The Improzone Podcast Episode 1 - AI That Actually Gets Used: A Startup’s Take on Pharma Innovation
Summary
Highlights
Indeprit Combo, CEO of Improzo, shares the inspiration behind starting the company. He observed that many biotech and pharma programs often stalled at the planning stage, lacking real-world execution. The core issue was a gap in last-mile implementation despite significant investments in data, digital, and technology. Improzo was founded to bridge this gap, focusing on impactful, scalable, and cost-effective AI solutions for the biopharma sector.
Improzo differentiates itself by strategically focusing on commercial and medical aspects within biopharma. Their platform, ISO, is modular, built on swapable layers, and trained on pharma-specific datasets. Unlike traditional black-box Software-as-a-Service (SaaS) models, Improzo integrates with existing pharma tech stacks (e.g., Data Bricks, Snowflake, Veeva, Salesforce), avoiding the need for replatforming and leveraging current infrastructure to accelerate ROI.
Improzo employs tailored AI solutions to address specific pharma challenges, such as creating analytical workbenches or agents for territory design and forecasting. These solutions consume data from multiple internal and external sources. The company customizes agents for each client's needs without rebuilding from scratch, integrating with existing tech stacks and algorithms to reduce time to insights by up to 70%.
Improzo emphasizes an outcome-based model to demonstrate value, focusing on measurable KPIs such as faster turnarounds, better accuracy, and increased usage. An example cited is a medical team (MSL) solution that structured unstructured notes, generated insights, and fed them back into the system, enabling market share analysis and leading to a multi-year deal. The goal is to provide tangible impact beyond mere data collection, especially for field-based roles where impact is harder to quantify.
A key learning is that insights don't always equal impact. Indeprit shares an anecdote about a large pharma company with over 1,800 dashboards, highlighting the inefficiency of data overload. Improzo aims to simplify this by transitioning to integrated, live, and trustable data platforms that consolidate information, enabling faster decision-making and cutting down on internal and external dependencies.
Improzo navigates large pharma by focusing strategically on AI and technology, starting with small proof-of-concept projects to demonstrate ROI, and securing executive sponsorship. This approach builds trust and fosters a collaborative partnership, which is crucial for driving significant transformational change within complex organizations.

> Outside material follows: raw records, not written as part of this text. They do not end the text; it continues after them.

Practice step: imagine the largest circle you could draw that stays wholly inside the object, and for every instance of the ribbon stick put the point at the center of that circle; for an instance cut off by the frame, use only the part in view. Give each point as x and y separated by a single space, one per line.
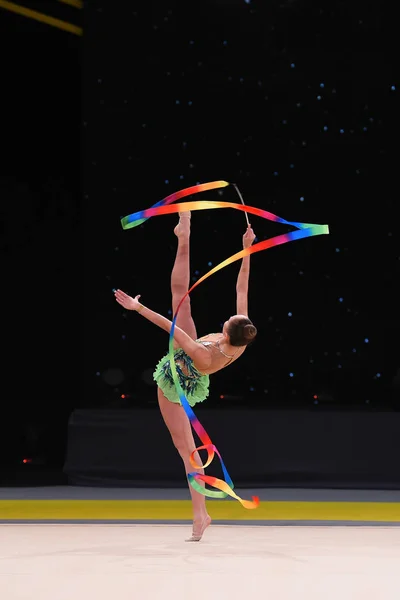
302 230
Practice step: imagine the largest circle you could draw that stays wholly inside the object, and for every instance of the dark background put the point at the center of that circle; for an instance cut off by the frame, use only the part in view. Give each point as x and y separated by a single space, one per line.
293 101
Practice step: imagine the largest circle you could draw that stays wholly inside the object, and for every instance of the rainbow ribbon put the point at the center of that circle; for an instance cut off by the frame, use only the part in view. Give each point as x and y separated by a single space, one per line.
303 230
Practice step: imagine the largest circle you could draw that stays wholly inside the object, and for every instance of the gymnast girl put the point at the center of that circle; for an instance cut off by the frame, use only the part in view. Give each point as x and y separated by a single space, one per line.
195 358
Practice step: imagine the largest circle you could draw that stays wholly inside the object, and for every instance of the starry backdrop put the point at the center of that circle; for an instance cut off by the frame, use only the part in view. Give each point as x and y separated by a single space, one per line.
295 102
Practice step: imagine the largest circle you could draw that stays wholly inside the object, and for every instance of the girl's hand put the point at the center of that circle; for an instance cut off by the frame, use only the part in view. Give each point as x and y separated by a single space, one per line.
248 237
127 301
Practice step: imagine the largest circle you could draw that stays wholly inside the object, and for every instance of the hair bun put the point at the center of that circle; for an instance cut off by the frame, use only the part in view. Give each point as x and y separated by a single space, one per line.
250 331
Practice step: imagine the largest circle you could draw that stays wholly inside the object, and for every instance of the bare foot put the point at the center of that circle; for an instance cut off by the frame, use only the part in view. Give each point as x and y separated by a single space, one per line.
183 227
199 527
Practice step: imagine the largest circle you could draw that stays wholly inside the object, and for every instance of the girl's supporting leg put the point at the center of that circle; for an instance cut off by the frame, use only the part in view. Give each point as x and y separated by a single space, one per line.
180 429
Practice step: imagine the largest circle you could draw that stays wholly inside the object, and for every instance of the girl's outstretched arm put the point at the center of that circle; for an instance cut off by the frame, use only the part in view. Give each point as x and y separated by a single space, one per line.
197 352
242 285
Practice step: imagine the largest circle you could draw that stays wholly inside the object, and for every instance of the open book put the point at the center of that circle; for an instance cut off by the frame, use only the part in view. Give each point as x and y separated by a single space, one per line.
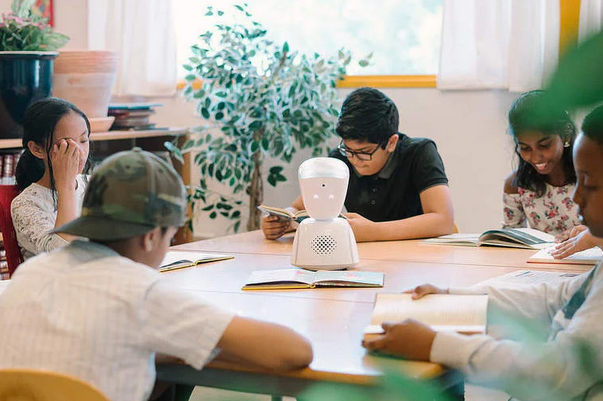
297 278
179 260
287 215
511 238
284 213
527 277
443 312
590 256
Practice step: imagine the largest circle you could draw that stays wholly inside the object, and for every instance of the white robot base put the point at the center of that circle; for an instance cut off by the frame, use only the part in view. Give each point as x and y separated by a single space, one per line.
318 243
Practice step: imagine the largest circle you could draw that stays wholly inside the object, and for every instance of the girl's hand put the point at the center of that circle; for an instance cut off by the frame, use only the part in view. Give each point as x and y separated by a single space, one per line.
65 156
567 234
361 226
580 240
409 339
274 227
425 289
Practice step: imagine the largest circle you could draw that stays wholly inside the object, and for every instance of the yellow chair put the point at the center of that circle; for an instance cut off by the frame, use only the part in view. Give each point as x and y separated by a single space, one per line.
36 385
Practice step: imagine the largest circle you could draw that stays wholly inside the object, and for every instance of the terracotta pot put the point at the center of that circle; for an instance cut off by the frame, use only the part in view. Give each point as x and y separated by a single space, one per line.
85 78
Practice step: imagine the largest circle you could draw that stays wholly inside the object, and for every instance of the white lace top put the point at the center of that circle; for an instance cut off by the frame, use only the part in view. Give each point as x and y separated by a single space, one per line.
34 214
554 212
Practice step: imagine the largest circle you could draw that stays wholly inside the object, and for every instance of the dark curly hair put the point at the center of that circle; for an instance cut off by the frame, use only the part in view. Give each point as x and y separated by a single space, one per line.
523 118
368 114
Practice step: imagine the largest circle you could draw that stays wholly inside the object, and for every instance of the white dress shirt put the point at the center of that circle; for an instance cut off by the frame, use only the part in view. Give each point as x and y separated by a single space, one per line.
86 311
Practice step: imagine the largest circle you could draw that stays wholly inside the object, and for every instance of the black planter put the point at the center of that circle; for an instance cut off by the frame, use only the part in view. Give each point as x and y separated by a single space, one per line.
24 78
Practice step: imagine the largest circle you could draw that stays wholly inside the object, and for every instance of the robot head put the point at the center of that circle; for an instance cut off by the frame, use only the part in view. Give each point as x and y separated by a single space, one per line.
324 183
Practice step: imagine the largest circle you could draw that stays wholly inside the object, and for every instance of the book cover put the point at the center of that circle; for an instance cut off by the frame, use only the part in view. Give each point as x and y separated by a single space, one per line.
298 278
590 256
175 260
443 312
527 277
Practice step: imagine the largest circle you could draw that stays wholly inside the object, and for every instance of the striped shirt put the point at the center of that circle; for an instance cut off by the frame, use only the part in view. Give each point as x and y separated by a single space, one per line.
85 311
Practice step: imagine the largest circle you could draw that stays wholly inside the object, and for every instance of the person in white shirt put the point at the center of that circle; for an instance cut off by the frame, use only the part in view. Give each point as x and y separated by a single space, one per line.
51 174
566 364
100 311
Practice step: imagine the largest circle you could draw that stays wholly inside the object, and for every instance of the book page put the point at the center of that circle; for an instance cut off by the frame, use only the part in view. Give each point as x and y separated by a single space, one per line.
281 276
277 211
190 258
340 278
454 239
433 310
3 285
587 257
527 277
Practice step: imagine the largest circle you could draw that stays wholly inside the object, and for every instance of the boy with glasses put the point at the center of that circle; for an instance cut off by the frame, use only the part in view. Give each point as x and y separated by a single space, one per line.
398 188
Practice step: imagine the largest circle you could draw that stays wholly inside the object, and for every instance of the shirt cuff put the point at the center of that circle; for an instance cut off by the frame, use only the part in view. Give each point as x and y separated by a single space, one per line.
454 349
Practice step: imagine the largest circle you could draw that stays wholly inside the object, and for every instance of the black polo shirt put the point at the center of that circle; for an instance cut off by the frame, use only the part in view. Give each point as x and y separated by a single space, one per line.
393 193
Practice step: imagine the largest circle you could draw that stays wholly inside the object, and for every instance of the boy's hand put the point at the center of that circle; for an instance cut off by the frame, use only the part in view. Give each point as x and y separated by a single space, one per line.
274 227
579 240
408 339
65 156
425 289
361 227
572 232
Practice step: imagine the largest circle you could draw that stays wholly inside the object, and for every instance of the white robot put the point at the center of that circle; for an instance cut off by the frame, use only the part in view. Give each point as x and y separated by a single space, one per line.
324 241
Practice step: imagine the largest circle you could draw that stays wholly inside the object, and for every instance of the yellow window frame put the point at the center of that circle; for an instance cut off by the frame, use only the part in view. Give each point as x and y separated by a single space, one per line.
568 38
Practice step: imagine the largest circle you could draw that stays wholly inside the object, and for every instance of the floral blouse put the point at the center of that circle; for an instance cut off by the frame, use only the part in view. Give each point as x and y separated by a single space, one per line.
554 212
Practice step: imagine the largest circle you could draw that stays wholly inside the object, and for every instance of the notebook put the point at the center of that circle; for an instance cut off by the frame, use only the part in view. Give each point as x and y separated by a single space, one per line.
442 312
298 278
511 238
590 256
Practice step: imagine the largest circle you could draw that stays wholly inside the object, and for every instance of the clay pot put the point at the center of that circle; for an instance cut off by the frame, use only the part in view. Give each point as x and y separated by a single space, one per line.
85 78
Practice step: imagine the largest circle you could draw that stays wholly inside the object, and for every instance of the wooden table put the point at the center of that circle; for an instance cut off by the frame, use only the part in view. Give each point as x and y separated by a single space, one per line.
333 319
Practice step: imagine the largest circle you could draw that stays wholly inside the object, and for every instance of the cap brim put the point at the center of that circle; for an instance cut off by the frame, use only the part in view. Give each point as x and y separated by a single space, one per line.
102 228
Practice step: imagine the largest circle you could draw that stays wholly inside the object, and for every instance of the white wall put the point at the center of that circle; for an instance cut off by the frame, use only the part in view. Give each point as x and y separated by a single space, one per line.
468 126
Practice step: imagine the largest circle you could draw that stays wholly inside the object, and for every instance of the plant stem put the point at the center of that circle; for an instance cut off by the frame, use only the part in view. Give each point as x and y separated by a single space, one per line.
256 188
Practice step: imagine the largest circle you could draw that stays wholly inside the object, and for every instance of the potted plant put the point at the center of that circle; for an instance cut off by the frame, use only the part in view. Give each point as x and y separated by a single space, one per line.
260 100
27 48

Indeprit addresses the critical need for 'trust in AI', emphasizing transparency, explainability, and responsible AI. Improzo's ISO platform incorporates an industry-unique trust metric score, partnering with a company that supports major names like Netscape to benchmark for toxicity, vulnerability, and red teaming. This ensures AI agents operate within guardrails, preventing brand misalignment and reputational damage, especially when dealing with sensitive pharma data.
Success for Improzo is measured by customers asking for more, positive feedback, and strong referencability from senior leadership. They aim to be seen as a new category in pharma—an execution layer that delivers solutions in weeks, not months or years. Indeprit envisions Improzo driving innovation in commercial and medical sectors, with future potential expansion into R&D. His "magic wand" wish for pharma is to shift focus from measuring insights to measuring actual outcome and demonstrable usage.
Indeprit advises aspiring founders to prioritize solving problems effectively rather than leading with shiny AI technologies. For AI trends, he points to small language models (SLMs) as an underestimated area, especially for industries like pharma with rich contextual data and specific nuances. SLMs, embedded with AI, can provide highly contextualized and canonical answers, potentially offering more practical impact than general large language models (LLMs).